Need soldiers? Why not use the reserves? Here's why

As pressures increase for reduction of the defense budget, Congress has begun to turn toward a tried, if not always proven, escape hatch - the National Guard and Reserve.

Rather than accede to an administration request for increased active military strength, armed services committees of both the House and Senate have acted to increase reserve strength by 12,000, with attendant advice that the services transfer functions from the active to the reserve category.

Rep. Les Aspin, chairman of the House Armed Services Subcommittee on Military Personnel and Compensation, is planning hearings this summer to examine the possibilities for further shifts from the active to reserve rolls.

The last time this sort of thing occurred was in the early 1970s when a decision was made to abandon the draft and depend on volunteers, shifting to the Guard and Reserve functions that could not be supported by the diminished active manpower pool.

The decision having been made to make the shift, studies were ordered to see if it could be made to work.

Those studies, principal among them the Army Study of the Guard and Reserve Forces, June 1972, are still the best information available as to what the Guard and Reserve can and cannot do. This is because they were conducted when Guard and Reserve units were at the highest levels of support and performance in their peacetime history. Turbulence induced by the change to volunteer recruitment has made it impossible to regain that level of performance in the years since.

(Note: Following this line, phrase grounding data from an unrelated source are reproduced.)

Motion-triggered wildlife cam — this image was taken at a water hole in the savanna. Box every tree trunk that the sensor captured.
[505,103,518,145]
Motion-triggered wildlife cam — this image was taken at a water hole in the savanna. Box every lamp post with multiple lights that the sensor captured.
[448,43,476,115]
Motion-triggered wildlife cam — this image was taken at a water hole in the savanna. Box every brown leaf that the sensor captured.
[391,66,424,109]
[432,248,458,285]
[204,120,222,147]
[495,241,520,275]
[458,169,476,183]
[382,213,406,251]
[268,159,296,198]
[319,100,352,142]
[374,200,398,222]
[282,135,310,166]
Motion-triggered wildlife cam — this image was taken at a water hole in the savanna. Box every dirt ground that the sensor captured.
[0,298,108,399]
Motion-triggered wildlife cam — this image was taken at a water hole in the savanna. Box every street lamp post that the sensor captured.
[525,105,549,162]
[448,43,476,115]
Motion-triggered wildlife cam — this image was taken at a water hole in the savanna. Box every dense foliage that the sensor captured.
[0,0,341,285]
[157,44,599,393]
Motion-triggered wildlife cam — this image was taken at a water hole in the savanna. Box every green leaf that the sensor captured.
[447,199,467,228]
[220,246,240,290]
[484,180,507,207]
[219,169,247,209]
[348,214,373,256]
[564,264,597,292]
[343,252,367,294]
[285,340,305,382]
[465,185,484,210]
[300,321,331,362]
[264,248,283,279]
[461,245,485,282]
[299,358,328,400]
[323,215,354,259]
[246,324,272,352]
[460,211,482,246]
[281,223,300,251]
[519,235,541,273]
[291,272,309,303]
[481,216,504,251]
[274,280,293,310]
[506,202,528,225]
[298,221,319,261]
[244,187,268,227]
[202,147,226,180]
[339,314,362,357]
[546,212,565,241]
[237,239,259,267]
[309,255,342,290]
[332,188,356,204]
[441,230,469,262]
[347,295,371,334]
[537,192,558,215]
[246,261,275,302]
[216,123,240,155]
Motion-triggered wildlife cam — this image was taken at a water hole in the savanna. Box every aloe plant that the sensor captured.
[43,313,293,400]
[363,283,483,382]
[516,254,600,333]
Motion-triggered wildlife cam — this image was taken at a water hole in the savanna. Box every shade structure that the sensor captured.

The notion that active military functions could be transferred to Guard and Reserve units was born in the success of the Air National Guard and Air Force Reserve. These had been built from a ''flying club' status in 1949-50 to units that could match and often exceed Regular Air Force performance in certain roles and certain circumstances. The early 1970s studies, however, lit some warning lights:

* Much of the efficiency of the Air Guard and Reserve is the work of people with matching or near matching civilian skills; for example, airline pilots. No one knows to this day what would be the impact of taking them from civilian jobs that conceivably might be of greater importance in an emergency than their military jobs.

* The Air Reserve forces are manned often at well over 20 percent by full-time, long-service ''technicians.''

* Most important of all, it has proven easier (if much more expensive) to ''man the equipment'' in Air Force parlance than to attain the close teamwork required of large numbers of people in the Army combat units.

In general the early 1970s studies found that, while certain specialized support units can be ready for almost immediate use in an emergency, the vast majority of combat units could not be expected to be ready to fight a first-class enemy until about 90 days after mobilization, for the smaller units, and up to six months to a year for the larger units.

Any attempt, therefore, to ''solve'' the present budgetary dilemma by shifting a substantial share of the rapid deployment requirement to National Guard and Reserve combat units will encounter grave strategic problems. Indeed the process and the problems have already begun since several US-based active Army divisions cannot deploy at full strength without their Guard and Reserve combat components. Those Guard and Reserve units well may be reported ''ready'' or nearly ready by ''pencil work,'' their deficiencies hidden by the Army's refusal to adopt the sort of operational readiness inspection by which the Air Force verifies the status of its Guard and Reserve units. That could lead to a large political backfire when it becomes apparent, in combat, that Congress not only permitted but encouraged the deployment of units that had no business anywhere near the front line.

Try as they might, neither the administration nor Congress can continue to avoid for much longer the fact that we are in a grave strategic crisis. The Guard and Reserve have a valid role to play, but not as Band-Aids to a national failure to face up to the fact that the US is committed beyond the scope of its economic resources and military capacity.